Attorney says prosecutors won't find jury to convict client of Columbus imam's kidnapping

In this file photo from his first trial, Isaiah Brown-Miller (right), 23, of the Northeast Side, appeared in Franklin County Common Pleas Court with his attorney Lumumba McCord (left) on Jan. 31. Brown-Miller is facing a kidnapping charge and an aggravated robbery charge in connection with the December 2021 death of prominent Columbus imam Mohamed Hassan Adam.

For the second time, a Franklin County jury could not decide whether to convict a Columbus man accused of kidnapping Mohamed Hassan Adam, a prominent imam in the local Somali community who was found fatally shot in December 2021.

The retrial of Isaiah Brown-Miller, 23, of the city's Northeast Side, on charges of kidnapping and aggravated robbery in connection with the death of Adam, 48, began June 20 and ended Thursday the same way the first trial did.

After deliberating for several hours on Thursday, the jury declared it was hung Thursday afternoon. Franklin County Common Pleas Judge Karen Phipps declared a mistrial.

Miller was not charged with or on trial for murder. His codefendant, 47-year-old John Wooden, of the city's Franklinton neighborhood, is scheduled to go on trial on Aug. 14 for aggravated murder, kidnapping and robbery, among other charges.

Brown-Miller's case was a retrial after a different Franklin County jury could not reach a decision in February.

The jury was split six to six this time on whether to convict. In February, was split 10-2 in favor of a guilty verdict, according to Brown-Miller’s defense attorney, Toure McCord.

McCord told The Dispatch Thursday that he will be filing a motion soon to ask Phipps to dismiss this case. He said he hopes the Franklin County Prosecutor's Office "does the right thing" and decides to drop these charges.

"I don't believe the state of Ohio is ever going to be able to find 12 jurors that are going to vote to convict him," McCord said of his client.

Franklin County First Assistant Prosecutor Janet Grubb, head of the criminal division, told The Dispatch on Thursday that the office will consider all of their options and make a decision in the coming days on whether to retry Brown-Miller.

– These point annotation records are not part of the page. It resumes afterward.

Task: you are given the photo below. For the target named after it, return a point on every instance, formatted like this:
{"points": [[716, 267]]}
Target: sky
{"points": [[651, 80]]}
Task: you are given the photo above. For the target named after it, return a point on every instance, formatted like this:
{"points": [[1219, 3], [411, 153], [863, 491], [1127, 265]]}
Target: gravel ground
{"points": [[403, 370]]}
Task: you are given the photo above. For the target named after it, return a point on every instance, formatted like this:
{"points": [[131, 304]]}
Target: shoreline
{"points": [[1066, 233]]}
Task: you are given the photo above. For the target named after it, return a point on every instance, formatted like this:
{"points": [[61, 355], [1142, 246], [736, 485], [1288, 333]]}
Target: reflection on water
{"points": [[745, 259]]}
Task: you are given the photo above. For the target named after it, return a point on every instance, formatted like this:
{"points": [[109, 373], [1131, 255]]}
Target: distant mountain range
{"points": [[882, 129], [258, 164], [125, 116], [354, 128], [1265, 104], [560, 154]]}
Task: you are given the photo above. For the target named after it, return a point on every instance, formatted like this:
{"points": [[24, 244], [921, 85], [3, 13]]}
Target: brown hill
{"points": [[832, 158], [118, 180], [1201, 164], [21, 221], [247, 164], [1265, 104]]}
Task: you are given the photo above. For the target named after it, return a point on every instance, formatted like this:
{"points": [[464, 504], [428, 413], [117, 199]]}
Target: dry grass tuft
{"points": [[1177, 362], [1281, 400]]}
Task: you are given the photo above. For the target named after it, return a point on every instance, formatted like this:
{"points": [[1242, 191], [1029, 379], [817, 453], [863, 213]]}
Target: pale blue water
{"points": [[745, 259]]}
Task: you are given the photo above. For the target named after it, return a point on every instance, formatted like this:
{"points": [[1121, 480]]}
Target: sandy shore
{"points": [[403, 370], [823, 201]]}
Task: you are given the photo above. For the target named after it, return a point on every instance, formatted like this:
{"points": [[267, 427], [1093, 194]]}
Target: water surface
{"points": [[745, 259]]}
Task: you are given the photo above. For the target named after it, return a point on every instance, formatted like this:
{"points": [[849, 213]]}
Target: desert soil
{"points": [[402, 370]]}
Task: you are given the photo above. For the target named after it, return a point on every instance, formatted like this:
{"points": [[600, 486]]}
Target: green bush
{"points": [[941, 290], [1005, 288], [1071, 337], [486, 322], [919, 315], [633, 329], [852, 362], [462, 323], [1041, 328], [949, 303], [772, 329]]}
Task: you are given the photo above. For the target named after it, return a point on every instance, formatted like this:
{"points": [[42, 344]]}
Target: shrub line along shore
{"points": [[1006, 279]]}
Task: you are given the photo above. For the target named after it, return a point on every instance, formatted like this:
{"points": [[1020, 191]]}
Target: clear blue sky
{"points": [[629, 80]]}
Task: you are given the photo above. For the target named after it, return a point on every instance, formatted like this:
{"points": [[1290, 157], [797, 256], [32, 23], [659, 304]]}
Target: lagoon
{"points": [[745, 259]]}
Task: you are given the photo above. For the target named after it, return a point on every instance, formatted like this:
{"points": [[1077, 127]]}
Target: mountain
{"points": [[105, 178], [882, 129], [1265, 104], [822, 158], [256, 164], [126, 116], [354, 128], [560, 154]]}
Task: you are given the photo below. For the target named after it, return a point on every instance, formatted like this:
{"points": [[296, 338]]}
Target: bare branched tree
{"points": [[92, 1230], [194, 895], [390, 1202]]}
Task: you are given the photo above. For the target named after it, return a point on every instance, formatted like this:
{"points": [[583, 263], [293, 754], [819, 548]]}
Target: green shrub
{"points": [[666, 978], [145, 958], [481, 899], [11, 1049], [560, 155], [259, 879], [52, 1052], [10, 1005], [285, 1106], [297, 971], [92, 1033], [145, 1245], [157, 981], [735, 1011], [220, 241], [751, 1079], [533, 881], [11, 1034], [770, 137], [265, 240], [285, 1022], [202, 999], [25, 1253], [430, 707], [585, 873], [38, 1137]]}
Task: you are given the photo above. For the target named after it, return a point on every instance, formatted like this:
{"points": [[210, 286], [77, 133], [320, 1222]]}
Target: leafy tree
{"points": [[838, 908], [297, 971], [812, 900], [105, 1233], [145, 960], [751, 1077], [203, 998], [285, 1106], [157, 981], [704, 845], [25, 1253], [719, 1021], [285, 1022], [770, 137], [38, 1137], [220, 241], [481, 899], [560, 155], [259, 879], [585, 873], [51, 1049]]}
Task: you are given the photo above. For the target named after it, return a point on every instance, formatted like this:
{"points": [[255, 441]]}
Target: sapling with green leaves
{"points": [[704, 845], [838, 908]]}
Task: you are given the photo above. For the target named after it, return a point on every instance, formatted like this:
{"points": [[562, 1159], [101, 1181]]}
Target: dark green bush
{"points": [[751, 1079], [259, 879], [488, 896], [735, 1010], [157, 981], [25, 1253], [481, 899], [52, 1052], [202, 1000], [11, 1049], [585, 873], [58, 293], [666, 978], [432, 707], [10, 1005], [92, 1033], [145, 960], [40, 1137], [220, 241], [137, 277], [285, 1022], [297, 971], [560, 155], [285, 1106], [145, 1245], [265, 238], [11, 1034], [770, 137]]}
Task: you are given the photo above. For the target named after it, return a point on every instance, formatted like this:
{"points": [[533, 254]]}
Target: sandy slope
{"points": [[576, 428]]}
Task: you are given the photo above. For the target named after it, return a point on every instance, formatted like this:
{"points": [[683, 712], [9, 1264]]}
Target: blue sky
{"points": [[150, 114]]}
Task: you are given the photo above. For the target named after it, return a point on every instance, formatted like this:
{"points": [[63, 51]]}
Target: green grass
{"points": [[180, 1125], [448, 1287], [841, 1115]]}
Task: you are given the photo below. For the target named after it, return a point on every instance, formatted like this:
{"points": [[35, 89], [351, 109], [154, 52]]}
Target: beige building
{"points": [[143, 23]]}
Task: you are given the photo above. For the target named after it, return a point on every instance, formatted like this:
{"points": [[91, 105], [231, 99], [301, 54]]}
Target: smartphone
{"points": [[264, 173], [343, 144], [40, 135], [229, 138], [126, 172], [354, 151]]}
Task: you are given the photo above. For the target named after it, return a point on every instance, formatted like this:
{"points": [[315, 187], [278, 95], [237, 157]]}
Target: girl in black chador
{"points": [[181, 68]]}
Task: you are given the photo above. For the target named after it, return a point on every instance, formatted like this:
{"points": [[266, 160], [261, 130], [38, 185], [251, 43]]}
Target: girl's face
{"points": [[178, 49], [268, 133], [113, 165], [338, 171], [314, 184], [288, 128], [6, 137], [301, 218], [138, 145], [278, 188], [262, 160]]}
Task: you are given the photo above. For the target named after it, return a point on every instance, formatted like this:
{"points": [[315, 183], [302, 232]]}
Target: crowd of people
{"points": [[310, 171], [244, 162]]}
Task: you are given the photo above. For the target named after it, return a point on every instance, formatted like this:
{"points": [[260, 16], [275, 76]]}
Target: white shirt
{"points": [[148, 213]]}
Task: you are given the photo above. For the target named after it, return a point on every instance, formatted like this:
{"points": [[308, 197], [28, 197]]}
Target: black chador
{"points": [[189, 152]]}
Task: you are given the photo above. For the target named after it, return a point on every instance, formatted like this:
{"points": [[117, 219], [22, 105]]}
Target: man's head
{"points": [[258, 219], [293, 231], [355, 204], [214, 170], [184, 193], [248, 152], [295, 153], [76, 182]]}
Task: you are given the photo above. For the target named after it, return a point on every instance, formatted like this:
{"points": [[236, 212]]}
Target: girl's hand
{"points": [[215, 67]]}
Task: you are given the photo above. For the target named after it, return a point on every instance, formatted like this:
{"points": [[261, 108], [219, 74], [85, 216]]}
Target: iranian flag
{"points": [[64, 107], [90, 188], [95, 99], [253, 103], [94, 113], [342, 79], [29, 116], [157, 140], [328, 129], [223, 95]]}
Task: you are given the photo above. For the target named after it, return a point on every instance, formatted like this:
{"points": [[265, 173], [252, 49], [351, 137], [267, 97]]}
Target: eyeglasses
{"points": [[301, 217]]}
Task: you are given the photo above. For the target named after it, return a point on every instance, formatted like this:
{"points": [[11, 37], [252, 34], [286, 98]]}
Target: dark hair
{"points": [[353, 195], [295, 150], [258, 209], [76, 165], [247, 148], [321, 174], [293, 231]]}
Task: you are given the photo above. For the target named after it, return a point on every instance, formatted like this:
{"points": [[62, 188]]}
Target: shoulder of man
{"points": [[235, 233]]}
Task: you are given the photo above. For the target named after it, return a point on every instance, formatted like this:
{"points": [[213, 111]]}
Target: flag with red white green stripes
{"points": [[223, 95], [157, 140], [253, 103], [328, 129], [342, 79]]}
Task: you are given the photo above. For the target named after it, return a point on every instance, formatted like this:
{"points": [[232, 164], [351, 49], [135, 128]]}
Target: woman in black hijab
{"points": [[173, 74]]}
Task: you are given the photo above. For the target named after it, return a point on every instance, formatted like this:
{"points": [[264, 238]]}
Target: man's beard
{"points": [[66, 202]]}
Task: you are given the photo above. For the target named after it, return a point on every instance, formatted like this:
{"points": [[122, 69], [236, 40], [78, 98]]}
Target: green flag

Grubb declined to comment on whether other individuals whom prosecutors said during the trials were involved in the robbery will be brought before a grand jury for possible indictment.

Prosecutors said during the trials that Brown-Miller and Wooden were attempting to get money from Adam and possibly from the mosque’s funds to which the imam had access.

Mohamed Hassan Adam, an imam and leader of the local Muslim and Somali communities, was found fatally shot on Dec. 24, 2021.
Mohamed Hassan Adam, an imam and leader of the local Muslim and Somali communities, was found fatally shot on Dec. 24, 2021.

Adam was an imam at Masjid Abu Hurairah mosque on the Northeast Side, and described as a pillar of the Columbus Somali and Muslim communities.

He was last seen alive on Dec. 22, 2021, when he left home to pick up his child from a daycare center on Oakland Park Avenue. Adam's family reported him missing when they did not hear from him. His body was later discovered on Dec. 24, 2021 by a van in an overgrown lot on Windsor Avenue on the city’s North Side.

Records show that lot was owned by Wooden and others, according to evidence presented at trial. Other records show Wooden and Adam knew each other since Wooden sold a truck to Adam in October 2021.

According to a video presented at trial, Adam was captured by a surveillance camera the night he went missing at an ATM along with a man wearing a white mask and white gloves.

A friend of Adam’s testified he received a call that night during which two men spoke and told him to bring money.

During both trials, prosecutors pored over cellphone records and electronic money transfer records from the night of Dec. 22, 2021. Prosecutors attempted to link Brown-Miller to a burner phone that connected to the same cell towers as Adam’s cellphone multiple times that night, indicating the phones were together.

“Follow the evidence and follow the money,” Franklin County Assistant Prosecutor Jack Wong said during closing arguments on Wednesday.

There were numerous failed transactions on Cash App, a money-transferring app, from Adam’s cellphone to other people on the night he went missing, according to prosecutors. Some transactions were for thousands of dollars.

Prosecutors said in court that those transactions were connected to Brown-Miller, linking them to the same address and pointing to cellphone calls.

In closing arguments, McCord said prosecutors failed to prove their case, providing some alternative suspects with their own ties to addresses cited during the trial or who received Cash App transactions. McCord also said police and prosecutors did not prove Brown-Miller had the burner phone or was involved in any way.

For example, McCord told The Dispatch it's "insane" that a Columbus police homicide detective could have records of transactions going directly to somebody and never actually interview that person on tape.